In a recent report, it was estimated that to meet increasing passenger demands, nearly $20-billion will be spent renovating airports across the US. American Airlines is building a new $1.6-billion terminal and United Airlines is spending $500-million to renovate its terminal at LAX. At LaGuardia Airport, nearly $4-billion will be spent to update its facilities. These changes will significantly change the Apple maps.

When it comes to positioning, solutions that draw heavily on WiFi are often imprecise. The locations of existing access points aren’t always optimal; walls, ceilings, and people can all get in the way.

It’s also worth noting that a solution that relies continuously on a combination of professional services and existing WiFi infrastructure isn’t easily scalable. The time and manpower required to set up and maintain such a system is significant.

We believe that however good Apple’s airport wayfinding is now, it could be even better with a systemized approach to acquiring maps and integrating positioning data.


Looking ahead to scalability

Apple is one of the world’s leading tech innovators—when the company makes a major announcement, consumers and businesses alike are bound to sit up and take notice. As a result, Apple’s airport mapping feature is changing the way we think about indoor navigation.

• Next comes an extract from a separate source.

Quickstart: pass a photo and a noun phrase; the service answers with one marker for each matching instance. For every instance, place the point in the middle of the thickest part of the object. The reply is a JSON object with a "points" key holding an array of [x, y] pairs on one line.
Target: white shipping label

It’s an exciting time. No longer will users of mobile devices view the walls of buildings as boundaries where digital wayfinding stops. Expectations are evolving, which means companies like Apple must offer precise, up-to-the-minute navigation. But taking months for a single deployment that will quickly become outdated is risky. Moving forward, Apple must consider the drawbacks of its current methodology.

InnerSpace addresses this pain point head-on by offering a scalable infrastructure for wayfinding experiences.

Here’s how InnerSpace works in airport environments. Our lightweight sensors are placed around the airport’s terminals (generally near the building’s WiFi access points) at a ratio of one for every 5000 sq ft. Once connected to power, the sensors immediately create high-fidelity 3D models and then converts these models to 2D maps. The sensors regularly update the models to ensure that the maps are always accurate and reflect the most current state of the indoor space.  

InnerSpace’s integrated positioning technology is also advanced. The InnerSpace sensors work together as a system, triangulating and understanding their own position relative to the maps they create. Using, WiFi, Bluetooth, and ultra wideband frequencies, the sensors track electromagnetic signals from people and things within the space. This single system works in concert to integrate maps, positioning and location.

As a result, InnerSpace works in real-time, needs no recalibration, and increases location precision.

One thing is certain. Decision-makers should start looking closely at mapping and location technologies that are both innovative and scalable. Until they do, they’ll miss out on opportunities to quickly and cost-effectively provide the kind of wayfinding experiences consumers expect.